The type of scion wood varies and depends primarily if wood is donated. Gala is one of the more common cultivars used because of its widespread popularity. Fuji is also frequently used, although he concedes that the variety is difficult to grow.
Urban impact
"We now have thousands of trees planted in backyards and at schools that have been grafted by high school students," said Sabol, adding that he has had students years later tell him that the trees they planted are alive and doing well.
Sabol believes that the program is a great way to connect community volunteers with the local school district and local youth.
"I know that when you get kids excited about grafting apples, they also become excited about eating them," he said, noting that it also spurs interest in eating locally grown food.
Asked about backyard trees becoming havens for pests, Sabol said the grafting lesson leads to additional classroom discussions about pests, diseases, and the use of agricultural chemicals.
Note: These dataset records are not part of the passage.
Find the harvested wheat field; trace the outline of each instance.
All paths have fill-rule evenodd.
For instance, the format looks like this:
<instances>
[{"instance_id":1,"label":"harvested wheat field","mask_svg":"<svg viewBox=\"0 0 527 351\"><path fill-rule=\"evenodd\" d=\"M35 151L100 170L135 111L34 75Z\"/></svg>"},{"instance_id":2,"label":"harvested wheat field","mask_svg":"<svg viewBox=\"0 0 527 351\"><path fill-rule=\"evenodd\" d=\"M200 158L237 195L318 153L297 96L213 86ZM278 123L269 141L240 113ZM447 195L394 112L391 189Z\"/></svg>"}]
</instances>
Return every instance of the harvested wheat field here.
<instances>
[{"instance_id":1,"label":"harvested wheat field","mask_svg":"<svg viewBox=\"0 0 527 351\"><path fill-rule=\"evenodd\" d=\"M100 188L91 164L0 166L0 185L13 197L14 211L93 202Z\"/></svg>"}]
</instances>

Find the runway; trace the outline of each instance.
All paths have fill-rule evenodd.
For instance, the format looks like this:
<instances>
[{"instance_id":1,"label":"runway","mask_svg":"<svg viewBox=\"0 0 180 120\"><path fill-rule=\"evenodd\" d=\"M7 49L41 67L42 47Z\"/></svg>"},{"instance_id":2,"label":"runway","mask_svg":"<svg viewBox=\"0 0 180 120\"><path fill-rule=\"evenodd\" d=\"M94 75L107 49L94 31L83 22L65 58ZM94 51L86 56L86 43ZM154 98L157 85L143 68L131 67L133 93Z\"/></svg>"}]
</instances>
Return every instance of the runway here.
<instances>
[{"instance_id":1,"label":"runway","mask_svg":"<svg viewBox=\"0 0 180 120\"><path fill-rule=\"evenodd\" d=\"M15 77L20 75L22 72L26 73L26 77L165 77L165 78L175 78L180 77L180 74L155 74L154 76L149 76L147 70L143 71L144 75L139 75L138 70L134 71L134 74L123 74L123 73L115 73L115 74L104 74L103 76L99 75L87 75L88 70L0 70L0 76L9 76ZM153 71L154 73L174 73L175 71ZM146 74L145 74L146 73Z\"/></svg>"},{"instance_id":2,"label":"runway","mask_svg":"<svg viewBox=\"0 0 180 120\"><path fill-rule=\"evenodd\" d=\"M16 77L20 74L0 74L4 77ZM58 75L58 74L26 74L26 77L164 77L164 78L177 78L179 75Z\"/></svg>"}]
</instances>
"It teaches the kids that there’s a lot more to growing an apple than just grafting a tree and taking it home to watch it grow."
High school teachers are often invited to attend Rare Fruit Growers meetings to learn about things like pheromone mating disruption for codling moth.
Several schools have planted some of their trees at the school farm, providing students with hands-on opportunities to learn how to prune and care for them.
Sabol said that he always gives one homework assignment to students who will attend the grafting workshop the next year. He wants them to taste different apples and find out what variety they like best. When they return the following year, they are to choose another cultivar to graft on their tree at home. "They are always shocked to hear that I have a tree at home with 100 different apple varieties on it."